Die Arbeit der „FIRM“ gegen rechts zeigt Erfolg
Nazigegner_innen setzten derweil die Suche nach weiteren Veranstaltungsorten der extremen Rechten fort. Zu den erfahrenen Beobachter_innen der lokalen Neonaziszene gehört Marcus Buschmueller, Leiter der „Fach- und Informationsstelle Rechtsextremismus München“ (FIRM). Im Jahr 2009 hatte der Stadtrat der Landeshauptstadt München mit einem parteiübergreifend getragenen Beschluss die FIRM-Recherchestelle beim Kulturzentrum Feierwerk eingerichtet. FIRM soll die Szene in München beobachten und eine schnelle, praxistaugliche Beratung städtischer und zivilgesellschaftlicher Akteur_innen im Kampf gegen die extreme Rechte gewährleisten. Buschmueller hatte schon im „Fall“ Berg am Laim mehrere Beratungsgespräche geführt.
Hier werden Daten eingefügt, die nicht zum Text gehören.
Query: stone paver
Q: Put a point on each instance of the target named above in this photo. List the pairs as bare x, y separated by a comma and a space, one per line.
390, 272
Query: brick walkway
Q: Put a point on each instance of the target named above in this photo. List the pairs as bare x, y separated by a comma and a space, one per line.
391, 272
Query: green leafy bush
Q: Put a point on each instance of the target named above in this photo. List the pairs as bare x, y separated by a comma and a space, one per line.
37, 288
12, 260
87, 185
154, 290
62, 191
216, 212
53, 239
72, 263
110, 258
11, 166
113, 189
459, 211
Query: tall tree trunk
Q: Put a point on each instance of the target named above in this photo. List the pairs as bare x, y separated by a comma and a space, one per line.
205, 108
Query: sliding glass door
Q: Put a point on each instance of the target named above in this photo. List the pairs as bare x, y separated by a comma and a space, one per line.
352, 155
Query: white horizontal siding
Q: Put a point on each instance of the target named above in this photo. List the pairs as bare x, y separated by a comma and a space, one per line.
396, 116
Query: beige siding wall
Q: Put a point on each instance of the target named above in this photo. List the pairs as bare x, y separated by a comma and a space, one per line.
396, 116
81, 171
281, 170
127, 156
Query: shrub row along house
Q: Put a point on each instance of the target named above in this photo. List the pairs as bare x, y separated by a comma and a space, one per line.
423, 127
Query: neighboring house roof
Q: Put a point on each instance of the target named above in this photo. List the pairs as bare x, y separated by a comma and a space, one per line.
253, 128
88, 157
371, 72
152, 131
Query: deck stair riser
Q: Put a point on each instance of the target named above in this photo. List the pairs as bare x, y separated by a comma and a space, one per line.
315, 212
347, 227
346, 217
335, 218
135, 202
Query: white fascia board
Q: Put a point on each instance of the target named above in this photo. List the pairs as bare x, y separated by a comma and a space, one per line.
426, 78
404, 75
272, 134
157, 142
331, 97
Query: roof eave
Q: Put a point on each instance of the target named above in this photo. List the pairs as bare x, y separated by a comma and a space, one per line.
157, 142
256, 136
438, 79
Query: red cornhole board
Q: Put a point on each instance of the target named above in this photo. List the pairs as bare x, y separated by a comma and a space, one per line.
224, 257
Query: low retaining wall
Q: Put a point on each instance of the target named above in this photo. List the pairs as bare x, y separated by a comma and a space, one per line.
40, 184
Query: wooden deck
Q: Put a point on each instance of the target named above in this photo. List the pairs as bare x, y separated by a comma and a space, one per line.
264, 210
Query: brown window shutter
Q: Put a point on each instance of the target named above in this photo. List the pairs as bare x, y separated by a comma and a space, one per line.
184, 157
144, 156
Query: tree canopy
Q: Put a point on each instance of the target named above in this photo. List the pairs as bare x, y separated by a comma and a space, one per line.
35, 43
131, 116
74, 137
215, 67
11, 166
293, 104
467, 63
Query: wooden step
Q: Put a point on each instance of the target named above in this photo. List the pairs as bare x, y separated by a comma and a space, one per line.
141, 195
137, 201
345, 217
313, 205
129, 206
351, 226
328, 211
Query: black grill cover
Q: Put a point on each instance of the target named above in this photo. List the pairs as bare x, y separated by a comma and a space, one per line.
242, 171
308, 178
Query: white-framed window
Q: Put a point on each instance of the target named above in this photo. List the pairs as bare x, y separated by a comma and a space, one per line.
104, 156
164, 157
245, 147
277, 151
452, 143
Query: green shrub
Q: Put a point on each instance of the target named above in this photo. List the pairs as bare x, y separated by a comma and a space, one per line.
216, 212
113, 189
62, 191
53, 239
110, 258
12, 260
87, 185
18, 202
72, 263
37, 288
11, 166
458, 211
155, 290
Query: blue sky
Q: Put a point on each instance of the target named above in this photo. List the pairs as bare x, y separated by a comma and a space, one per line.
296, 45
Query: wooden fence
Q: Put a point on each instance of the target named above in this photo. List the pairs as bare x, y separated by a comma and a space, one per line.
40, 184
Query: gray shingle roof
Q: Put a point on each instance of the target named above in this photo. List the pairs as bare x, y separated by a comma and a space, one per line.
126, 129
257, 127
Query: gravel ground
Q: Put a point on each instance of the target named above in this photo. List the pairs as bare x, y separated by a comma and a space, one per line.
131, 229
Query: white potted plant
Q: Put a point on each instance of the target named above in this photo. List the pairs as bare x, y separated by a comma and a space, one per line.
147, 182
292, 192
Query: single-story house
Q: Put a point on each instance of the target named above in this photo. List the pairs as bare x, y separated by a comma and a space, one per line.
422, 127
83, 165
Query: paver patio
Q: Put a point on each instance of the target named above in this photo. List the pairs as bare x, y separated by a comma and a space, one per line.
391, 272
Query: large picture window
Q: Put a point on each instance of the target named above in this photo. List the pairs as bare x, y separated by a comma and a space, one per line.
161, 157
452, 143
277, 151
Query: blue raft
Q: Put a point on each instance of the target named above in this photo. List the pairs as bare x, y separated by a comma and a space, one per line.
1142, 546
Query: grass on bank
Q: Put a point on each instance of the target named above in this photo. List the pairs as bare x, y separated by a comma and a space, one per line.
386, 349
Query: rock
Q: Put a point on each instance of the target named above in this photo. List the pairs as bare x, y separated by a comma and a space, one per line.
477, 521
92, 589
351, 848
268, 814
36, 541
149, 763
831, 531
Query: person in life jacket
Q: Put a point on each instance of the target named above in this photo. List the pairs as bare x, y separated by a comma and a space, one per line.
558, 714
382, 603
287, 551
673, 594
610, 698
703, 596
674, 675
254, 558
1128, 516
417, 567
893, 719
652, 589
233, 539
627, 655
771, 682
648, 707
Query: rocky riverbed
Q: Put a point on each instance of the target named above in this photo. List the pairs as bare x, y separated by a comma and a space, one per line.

Die FIRM recherchierte nun zu den neonazistischen Immobilienplänen. Gewissheit brachten nicht zuletzt Einladungen der nachgeholten „Bürgerinitiative Ausländerstopp“-Mitgliederversammlung am 26. April 2010. Stephan Wörle (Neubiberg), Aktivist der Neonazi-Kameradschaft „Nationale Solidarität Bayern“ (NSB) und bei der BIA „Interessenten- und Mitgliederbetreuer“, lud in diesem Schreiben mit Datum vom 10. April 2010 bereits in die eigenen Räumlichkeiten in München-Forstenried ein. Großspurig bezeichnete Wörle die etwa 80 Quadratmeter großen Erdgeschoßräume als „BIA-Versammlungshaus“.
Erst am Vortag, am 9. April 2010, hatte der NPD-Multifunktionär Roland Wuttke (Mering) bei der Vermieterin einen Mietvertrag für die teilweise leerstehenden Gewerberäume unterzeichnet. Von April 2010 bis Ende März 2011 wolle er die Lokalität ausschließlich als „Lagerraum“ und „Abstellfläche“ seiner „Westend-Computer GmbH“ nutzen. Marcus Buschmueller von der „Fach- und Informationsstelle Rechtsextremismus München“ (FIRM) kennt diese Methode der rechten Szene aus anderen Beispielen im ganzen Bundesgebiet: „Die Eigentümer ahnen nichts vom Hintergrund ihres Mieters/ihrer Mieterin. Sie werden von den Neonazis darüberhinaus über die wahren Anmietabsichten getäuscht. Ist der Mietvertrag erst unterschrieben, werden die überraschten Vermieter/Vermieterinnen dann dreist vor vollendete Tatsachen gestellt“.